Going forward, as of 18 March 2025, ACSPs will be able to register as a Companies House authorised agent and, from 1 April 2025, voluntarily verify their identity, both of which will be required to act and file for a company with the registrar from that point onwards. From summer 2025 onwards, the registrar aims to be able to increase access to information on the Register of Overseas Entities and expand the identity verification requirement to company directors and make it a compulsory element of filing of any document with Companies House. Companies House will also aim to facilitate a higher level of cross checking and data sharing with other bodies, including law enforcement.

Accounts reform

Currently, entities qualifying for the small companies regime or microentities have the option to file abridged or ‘filleted’ accounts with the registrar. Both of these give the option of making reduced disclosures in public filings with the registrar, for example, the ability to omit directors’ and auditors’ reports in certain circumstances, and provide reduced information on accounting policies and other information. The key issue, common to both abridged and filleted accounts, is that both formats permit the omission of a profit and loss account in the public filing.

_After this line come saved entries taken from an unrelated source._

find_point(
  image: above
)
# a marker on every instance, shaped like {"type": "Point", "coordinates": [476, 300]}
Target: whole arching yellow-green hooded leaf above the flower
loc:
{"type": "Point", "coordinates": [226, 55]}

Whilst there are clear benefits to businesses in terms of reduced administration costs, complexity and increased discretion here, this has also opened up the small and micro company rules to abuse by individuals looking to obfuscate the company’s activities for fraudulent purposes, and has made it difficult for authorities to identify when errors or instances of noncompliance (such as with requirements to undergo external audit, for example, have occurred.

As such, subject to the passing of secondary legislation (which is currently being drafted within input from sector experts), in future all companies will be required to include a profit and loss account in their public filings. Furthermore, accounts will be required to be filed digitally, with iXBRL tagging in place. Company directors claiming an audit exemption will be required to state on the balance sheet the basis for this election.

Anyone involved in the running of a company, but particularly those who prepare accounts for small and micro companies, will need to be aware of and make preparations for the changes ahead. Practitioners should make plans to ensure they can meet enhanced disclosure requirements within the required time frame.